In de literatuur worden verschillende definities van de sociale economie voorgesteld, uitgaande van drie verschillende invalshoeken.

De eerste bestaat in een definitie van de sociale economie per verschil, namelijk de economische activiteiten van actoren die noch tot de overheidssector, noch tot de winstbeogende particuliere sector behoren. Volgens deze benadering, die van Angelsaksische oorsprong is, spreekt men bijgevolg van 'derde sector', of van particuliere initiatieven waarvan de prioriteit niet zou bestaan in het nastreven van winst.
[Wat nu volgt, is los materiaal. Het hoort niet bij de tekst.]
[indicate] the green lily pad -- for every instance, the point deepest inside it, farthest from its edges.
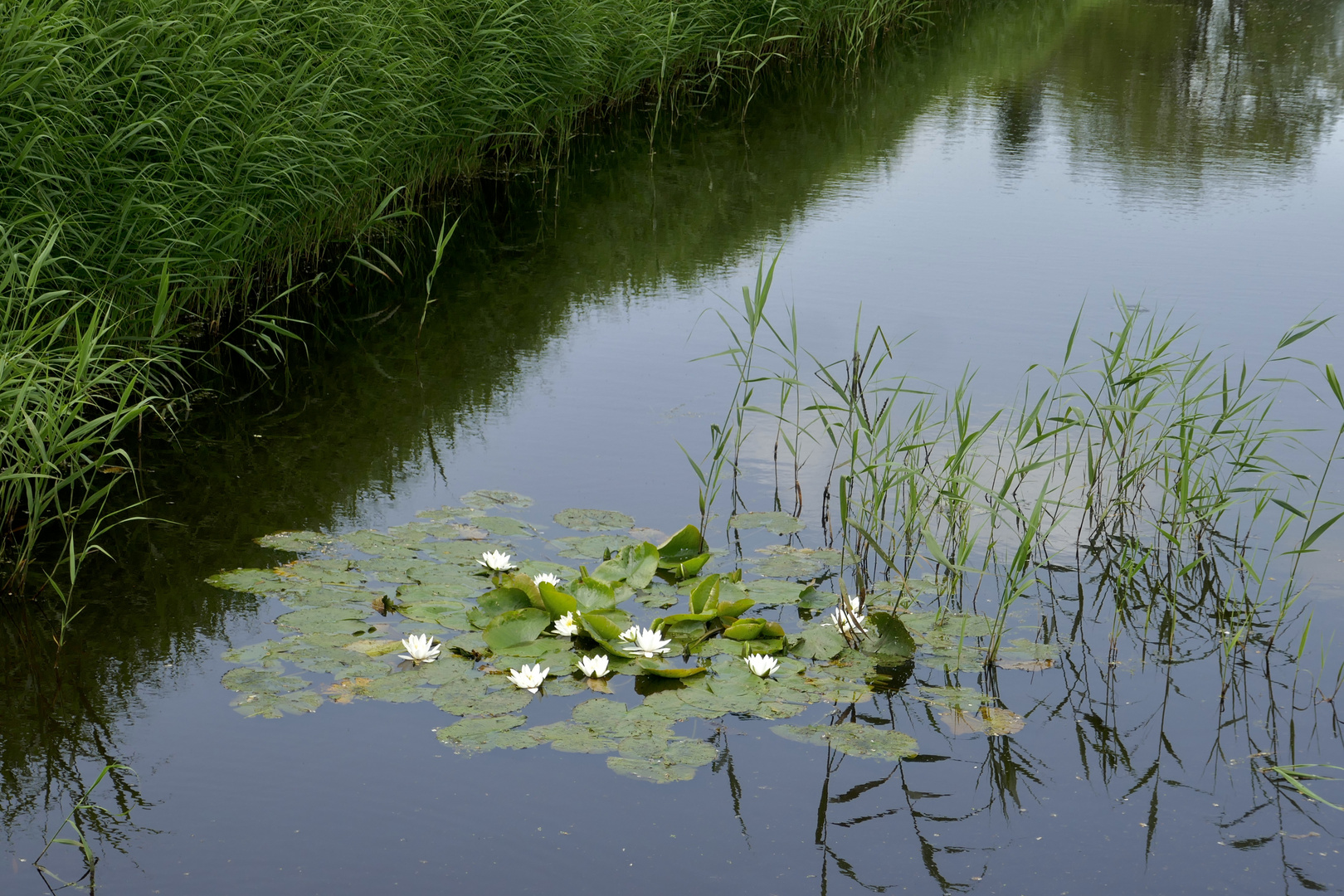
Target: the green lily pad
(593, 546)
(854, 739)
(650, 770)
(773, 522)
(772, 592)
(505, 527)
(583, 520)
(515, 627)
(299, 542)
(489, 499)
(785, 566)
(480, 735)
Een tweede invalshoek verwijst naar het juridische statuut van de ondernemingen die de sociale economie vormen, namelijk de verenigingen zonder winstoogmerk, de ziekenfondsen en sommige, vooral coöperatieve, vennootschappen.
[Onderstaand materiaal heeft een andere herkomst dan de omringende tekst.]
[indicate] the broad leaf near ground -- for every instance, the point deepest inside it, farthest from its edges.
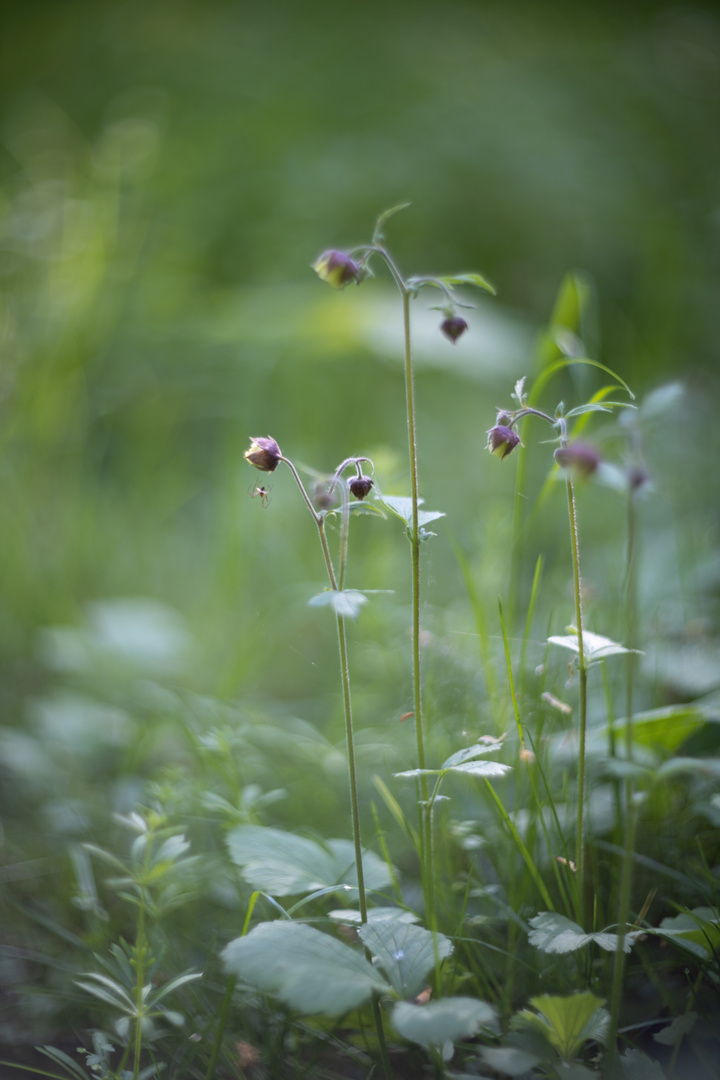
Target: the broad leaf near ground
(284, 864)
(439, 1022)
(405, 953)
(308, 970)
(555, 933)
(567, 1023)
De derde invalshoek, die minder operationeel maar rijker is, brengt de specifieke kenmerken van de werking van de actoren van de sociale economie naar voren. Die actoren nemen een reeks internationaal erkende ethische principes in acht.

De definitie van sociale economie waarvoor de Hoge Raad voor de Werkgelegenheid gekozen heeft, luidt als volgt:

"De sociale economie omvat de economische activiteiten die worden uitgeoefend door vennootschappen -voornamelijk coöperatieve-, ziekenfondsen en verenigingen, die er de volgende ethische beginselen op nahouden:

- dienstverlening aan leden en aan de gemeenschap veeleer dan winstbejag;

- beheersautonomie, met name verkregen door het zoeken naar middelen (financiële en menselijke) en doeltreffendheid die hen in staat stellen hun continuïteit en

levensvatbaarheid te verzekeren en niet uitsluitend afhankelijk zijn van overheidssubsidies;

- democratische besluitvorming;

- voorrang van arbeid op kapitaal bij de inkomensverdeling (die onder meer tot uiting komt in een actief beleid inzake werkgelegenheidscreatie)."
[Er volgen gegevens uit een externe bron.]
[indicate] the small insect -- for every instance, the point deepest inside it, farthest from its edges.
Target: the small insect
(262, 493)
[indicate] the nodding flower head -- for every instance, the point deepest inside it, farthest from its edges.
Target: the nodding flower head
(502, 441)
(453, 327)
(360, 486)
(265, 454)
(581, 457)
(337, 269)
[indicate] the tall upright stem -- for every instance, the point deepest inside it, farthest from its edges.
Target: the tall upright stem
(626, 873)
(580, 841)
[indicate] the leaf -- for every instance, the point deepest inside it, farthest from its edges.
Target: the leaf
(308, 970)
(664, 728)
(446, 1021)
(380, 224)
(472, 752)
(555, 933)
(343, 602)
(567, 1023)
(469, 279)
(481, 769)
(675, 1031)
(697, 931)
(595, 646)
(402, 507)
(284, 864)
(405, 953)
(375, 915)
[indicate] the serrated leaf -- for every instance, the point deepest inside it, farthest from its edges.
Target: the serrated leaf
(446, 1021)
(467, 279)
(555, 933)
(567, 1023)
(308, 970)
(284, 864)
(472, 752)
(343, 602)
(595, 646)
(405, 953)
Intussen is deze definitie ook overgenomen door het project "Sociale economie, conceptualisering, sociale tewerkstelling en buurtdiensten", een initiatief van de Belgische federale regering10.

In het kader van de langdurige uitsluiting van bepaalde personen uit de arbeidsmarkt hebben verschillende instanties, onder meer ook internationale instellingen zoals de OESO en de Europese Commissie, de laatste jaren het accent gelegd op het potentieel van de sociale economie als generator van arbeidsplaatsen en van sociale en professionele inschakeling. Die aandacht, geconcentreerd op de problematiek van arbeidscreatie en van tewerkstelling van personen uit risicogroepen, verhoogt het risico dat de reikwijdte van het concept 'sociale economie' wordt herleid tot initiatieven die louter de inschakeling van la aggeschoolden beogen. In navolging van het federale initiatief omschrijft de Hoge Raad de sociale inschakelingseconomie als het geheel van initiatieven van de sociale economie die als voornaamste finaliteit de herinschakeling van bijzonder moeilijk te pla atsen werkzoekenden vooropstellen via een economische activiteit van productie van goederen en diensten.

Twee elementen hieromtrent moeten in overweging worden genomen. Ten eerste is de sociale economie een veel ruimer concept en kan niet verengd worden tot de finaliteit van het (her)inschakelen van kansengroepen. Uit het Advies nr. 3 van de Hoge Raad omtrent sociale economie bleek dat ongeveer 10 pct. van de totale tewerkstelling in de sociale economie kan doorgaan als sociale inschakelingseconomie. Bovendien moet worden gesignaleerd dat de sociale economie niet het alleenrecht heeft op inschakeling via economische activiteiten. Ook in de particuliere (profit)sector en de overheidssector bestaan er initiatieven die de (her)inschakeling van bepaalde kansengroepen beogen.